Haliç’ten Anadolu’ya Kaçırılan Uçaklar
Ahmed Ali Bey, İzmir Bahrî Tayyare Bölüğü’ne atandıktan birkaç ay sonra Birinci Dünya Savaşı sona erdi. Merkeze alındı. Evet savaş bitmişti ama Türkiye’nin macerası yeni başlıyordu. Millî Mücadele’nin en can alıcı anlarından birinde, kilit bir görev üstlendi. İşgal altındaki İstanbul’dan kaçtı ve Konya Tayyare İstasyonu’nda vazifeye başladı. Eldeki uçaklar yetersiz olduğu için Haliç’te bekleşen tayyareleri kaçırmak icap ediyordu. Arkadaşlarıyla birlikte tam üç adet uçağı gizlice kaçırıp Konya’ya getirdi ve biz hava savunmamızı bu uçaklarla yapabildik. Ahmed Ali Bey, İstanbul Boğazı’ndan Batı Karadeniz’e kadar olan sahada düşman gemilerini havadan takip edip raporlar tuttu.
Harbin ardından Türkiye’deki tüm havacılık hizmetleri bir yere toplandı. İzmir Güzelyalı’da bir tayyare bölüğü oluşturuldu. Ahmed Ali Bey, 1924 senesinde bu bölüğe atandı. Görevini burada da başarı ile sürdürdü. 1928 yılında ise Hava Müsteşarlığı’na tayin edildi. Kendisine Bahrî Tayyare Madalyası tevcih edildi. 1949 yılına kadar hizmete devam etti ve ilk uçuşundan tam 33 yıl sonra, 66 yaşındayken emekli oldu. O, bu vatanın semasında binlercesi bulunan kıymetli yıldızlardan biriydi. 1969 senesinde vefat etti.
Önemli Olan Ten Rengi Değil, Vatan Sevgisi
Onun hikâyesi, Türk tarihinde binlercesi görülebilecek olan kahramanlık ve fedakârlık numunelerinden biriydi. Misali çokça olduğu için pek de dikkat çekmedi hani. Onun siyahî olması bizim için ilginç bir şey değildi. Elbette o da okurdu. Mühendis, hekim, pilot, asker, kadı olabilirdi. Bunda şaşılacak bir şey yoktu. Hâlâ da yok.
Fakat bir yanda siyah olduğu için ABD’de pilotluk icra edemeyen Eugene Jacques Bullard varken Ahmed Ali Bey’in hikâyesi yüreklere dokunmalıydı.

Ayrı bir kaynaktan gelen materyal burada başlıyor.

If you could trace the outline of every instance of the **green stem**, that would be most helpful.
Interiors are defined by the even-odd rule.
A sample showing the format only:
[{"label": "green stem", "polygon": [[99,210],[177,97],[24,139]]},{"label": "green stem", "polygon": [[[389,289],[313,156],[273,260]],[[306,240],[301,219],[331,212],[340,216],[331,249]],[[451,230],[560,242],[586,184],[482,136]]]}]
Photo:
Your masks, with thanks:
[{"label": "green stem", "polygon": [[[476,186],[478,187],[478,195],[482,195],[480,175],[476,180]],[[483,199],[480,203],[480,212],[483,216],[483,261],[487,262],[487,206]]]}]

Sonradan “Çelikten” soyadını alan Ahmed Ali Bey, dünyanın ilk siyahî pilotuydu. Bizim için sıradan ama insanlık için çok mühim bir adım bu. Bilmekte, anlamakta ve anlatmakta fayda var.
Ahmed Ali Bey, ataları Nijerya’dan gelmiş bir Türk. Ve evlatları, torunları bugün hâlâ İzmir’de yaşıyor. Şimdi: “Yani Osmanlı’da ve Türkiye’de ırkçılık yoktu.” gibi bir cümle kursak pek lüzumsuz kalır bizce. Ahmed Ali Bey’i, nam-ı diğer Arap Ahmed’i rahmet ve minnetle yâd ediyoruz.